Metlifecare shares had recovered to trade at $4.05 last Friday, but had been as high as $6.69 on March 12, when Metlifecare directors were recommending that shareholders accept the deal, arranged as a merger with APVG by that firm's ultimate owner, European buy-out specialists EQT.
In today's statement, Metlifecare asserts there has been no such material change in the company's outlook.
"Based on recent scenario analysis, Metlifecare's current consolidated underlying profit projection for FY20 is $83m to $90m", the company said. That compares with a $90.5m underlying profit reported in the 2019 financial year.

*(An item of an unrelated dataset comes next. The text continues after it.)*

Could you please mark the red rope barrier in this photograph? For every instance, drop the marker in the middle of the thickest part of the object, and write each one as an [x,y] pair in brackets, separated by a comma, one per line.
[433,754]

The company has not previously offered guidance for the current financial year.
Not only did Metlifecare not agree that either profit or net tangible asset metrics in the SIA had been triggered by covid-19 impacts in the current or future periods, but it noted that "under its continuous disclosure obligations, if a breach of these triggers had occurred, or is reasonably likely to occur, Metlifecare would need to update the market accordingly."
Its NTA valuation would be reassessed at June 30, it said, noting that "external valuations are based on forecast village cash flows over a long term 20-year period that mitigate the impact of short-term unit price movements."
And even if the material adverse change clause were triggered, Metlifecare would argue that it does not apply because "the impact has clearly been as a direct result of 'changes in general economic conditions' occurring due to the lockdown restrictions put in place by the New Zealand government, including the likely recession in New Zealand" and that the lockdown restrictions on Metlifecare's operations constitute 'changes in ... law'.
"The impacts have not had a 'materially disproportionate effect' on Metlifecare, compared to sector peers and the general economy, based on analysis of NZX50-listed peer performance, shareholder returns, balance sheet strength and recent research analysts' earnings revisions.
"Rather, on an objective assessment, Metlifecare has performed well, including because it is an essential business, has placed the interests of its residents as a paramount operational consideration."
The company had also "sought in good faith, feedback from APVG on its response to the lockdown restrictions" and "no decisions in relation to its response ... are considered material to Metlifecare and its subsidiaries, taken as a whole."
The board remained "strongly committed to the successful completion of the SIA ... and remains on track to dispatch the scheme materials in late April."